Bollywood Hungama gave the film 2/5 stars and write, "On the whole, RACE 3 is high on style and low on substance". Ritika Handoo of Zee News, giving it 2.5/5 stars, said, "the action thriller lacks depth". Namrata Joshi of The Hindu criticized the film as a "compendium of inanities" and that the songs resembled standalone music videos. Shilpa Jamkhandikar of Reuters described the film as "a minefield of meme-worthy moments, replete with hilarious dialogue, a plot ripe for parody and abysmal acting". Umesh Punwani of Koimoi gave the film 2/5 stars and said, "On the whole Race 3 is not entirely unentertaining but it is majorly disappointing". Manjusha Radhakrishan of Gulf News gave the film 1.5/5 stars and called it "doomed adventure".

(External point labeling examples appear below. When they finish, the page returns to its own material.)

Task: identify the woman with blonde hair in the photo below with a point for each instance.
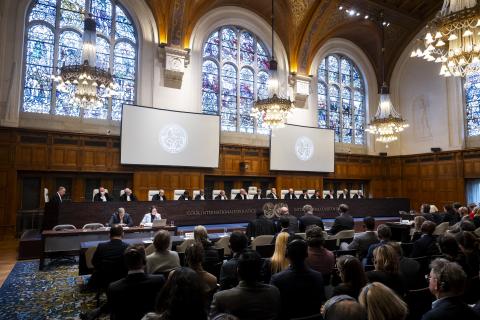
(382, 303)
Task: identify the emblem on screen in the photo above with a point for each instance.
(304, 148)
(173, 138)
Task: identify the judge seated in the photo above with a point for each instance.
(242, 195)
(121, 218)
(128, 196)
(290, 195)
(160, 196)
(151, 216)
(102, 196)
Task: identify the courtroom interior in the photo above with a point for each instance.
(240, 159)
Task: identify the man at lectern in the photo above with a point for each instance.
(290, 195)
(102, 196)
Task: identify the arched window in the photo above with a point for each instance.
(341, 99)
(235, 74)
(53, 38)
(472, 100)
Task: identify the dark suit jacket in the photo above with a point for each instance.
(123, 197)
(452, 308)
(132, 297)
(97, 197)
(157, 197)
(289, 196)
(309, 220)
(248, 301)
(343, 222)
(301, 291)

Stutee Gosh of The Quint gave the film 1/5 stars and said "The moments of lull are so many in this 159-minute-long Race 3 that we develop a strange detachment from the on-screen proceedings". Suprana Sharma of Deccan Chronicle gave the film 1/5 stars calling it " a slow, dim-witted crawl to nowhere". Rohit Bhatnagar of Deccan Chronicle noted it to be an illogical yawn-fest, located too distant from reality and as Salman's worst act, ever. Nandini Ramnath of Scroll.in criticized the film and noted that Even die-hard fans will find the going tough....Remo, (who) appears to have been too much in awe of his leading man to have actually given him any basic instructions on the sets..... Udita Jhunjhunwala of Livemint noted it to be a long film completely devoid of any minimal science or logic and with shoddy dance routines grooved on pedestrian lyrics.

Tanul Thakur of Wire.in noted the film to be a garden variety shoddy joke, suffocated with numerous out-of-sync twists, disregarding logic, flow, and consistency. Priyanka Bhadani of the Week.in gave the film 1/5 stars noting it to a logic defying bad spoof of a spoof with a cringe-worthy script and where Salman Khan got reduced to a caricature of his real life persona.

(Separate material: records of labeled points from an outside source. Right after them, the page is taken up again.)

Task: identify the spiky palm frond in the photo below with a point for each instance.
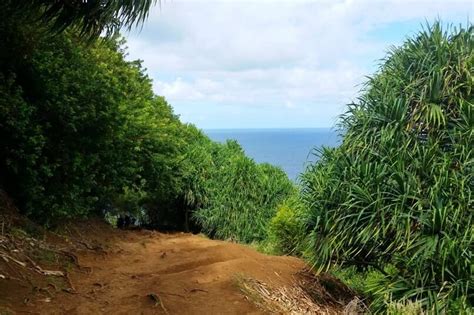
(399, 191)
(90, 17)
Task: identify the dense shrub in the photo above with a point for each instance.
(397, 195)
(286, 231)
(82, 131)
(241, 195)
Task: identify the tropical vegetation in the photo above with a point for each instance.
(389, 211)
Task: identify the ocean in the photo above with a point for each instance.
(288, 148)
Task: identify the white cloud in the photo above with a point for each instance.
(235, 58)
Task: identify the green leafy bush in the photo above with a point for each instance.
(399, 190)
(241, 195)
(286, 231)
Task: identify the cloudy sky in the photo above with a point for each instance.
(274, 64)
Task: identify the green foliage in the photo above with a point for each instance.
(88, 17)
(399, 190)
(82, 131)
(286, 231)
(80, 127)
(241, 195)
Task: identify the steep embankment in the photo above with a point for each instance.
(132, 272)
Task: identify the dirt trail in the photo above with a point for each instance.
(190, 275)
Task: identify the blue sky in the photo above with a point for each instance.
(274, 64)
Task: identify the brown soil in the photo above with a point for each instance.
(138, 272)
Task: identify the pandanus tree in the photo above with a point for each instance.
(397, 195)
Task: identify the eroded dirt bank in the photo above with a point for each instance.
(143, 272)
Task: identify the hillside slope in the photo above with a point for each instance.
(131, 272)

The film made to multiple lists for being one of the worst films of the year with one remarking it to have "insulted the audience's intelligence".

=== Box office ===

==== Domestic ====
The film released on 4300 screens and collected ₹ 285.0 million on opening day in India becoming one of the biggest opener of the year. The film became Salman Khan's 4th highest opening day grosser collecting approximately ₹291.7 million, after Prem Ratan Dhan Payo, Tiger Zinda Hai, and Sultan.

==== Overseas ====
On opening day, the film collected US$127,510 (₹8.73 million) from 49 screens in Australia, US$68,779 (₹4.71 million) from 27 screens in New Zealand, US$337,080 (₹23.0 million) from 137 screens in the United Kingdom, US$477,511 (₹32.6 million) from 281 screens in the United States, and US$10,371 (₹710,000) from 6 screens in Canada.

On second day the film collected US$143,302 (₹9.75 million) from 51 screens in Australia, US$77,619 (₹5.28 million) from 30 screens in New Zealand, US$412,036 (₹28.0 million) from 136 screens in the UK, US$512,914 (₹34.9 million) from 283 screens in the United States and US$9,230 (₹628,000) from 5 screens in Canada. On the first Sunday, the film collected US$45,905 (₹3.12 million) from 28 screens in Australia and US$71,217 (₹4.85 million) from 26 screens in New Zealand. In 4 days, the film grossed ₹449.7 million overseas.

The film was temporarily banned by the Pakistan Central Board of Film Censors so that four big banner Pakistani films and other smaller regional language releases on Eid do good business without competition from Bollywood movies at the box office.